"Rzeczpospolita": Polki wydadzą w tym roku ponad 2 mld zł na produkty do makijażu. Dlaczego dla wielu kobiet codzienne nakładanie pudru czy szminki na twarz staje się rytuałem, bez którego trudno wyjść z domu?
Konrad Maj: Makijaż to nic nowego. Kiedyś zdobiono swoje twarze, żeby kultywować rozmaite wierzenia, ale również po to, żeby odstraszyć złe moce albo wrogów. Dziś makijaż stosujemy głównie po to, żeby przypodobać się innym ludziom. Wywołać w nich nie tyle strach, ile uśmiech i pozytywne nastawienie. I to nie tylko domena kobiet, również coraz większa liczba mężczyzn stosuje makijaż, choć oni zwykle się do tego nie przyznają. Współczesne relacje międzyludzkie nie są tak silne jak kiedyś. Często mamy tylko chwilowy kontakt z wieloma ludźmi i w dużym stopniu oceniamy ich właśnie na podstawie wyglądu.

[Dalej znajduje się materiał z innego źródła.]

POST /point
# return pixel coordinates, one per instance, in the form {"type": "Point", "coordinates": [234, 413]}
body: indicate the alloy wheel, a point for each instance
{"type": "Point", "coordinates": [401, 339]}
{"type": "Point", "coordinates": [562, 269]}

Dla niektórych receptą na pozytywne wejście w relacje będzie makijaż.
Dlaczego?
Dzięki niemu nie tylko wyglądamy na ładniejszych, zadbanych i świeżych, ale też dajemy sygnał innym ludziom, że potrafimy o siebie zadbać. Nawet jeśli makijaż nie jest naszym prawdziwym obliczem, to w istocie dzięki niemu możemy udowodnić swoją skrupulatność i sumienność. Dbanie o siebie wymaga w końcu czasu i poświęcenia. W sytuacji kontaktów biznesowych dodatkowo pokazujemy, że jesteśmy gotowi reprezentować firmę i dostosować się do jej norm.
Ale makijaż robimy także, a może przede wszystkim, dla samych siebie.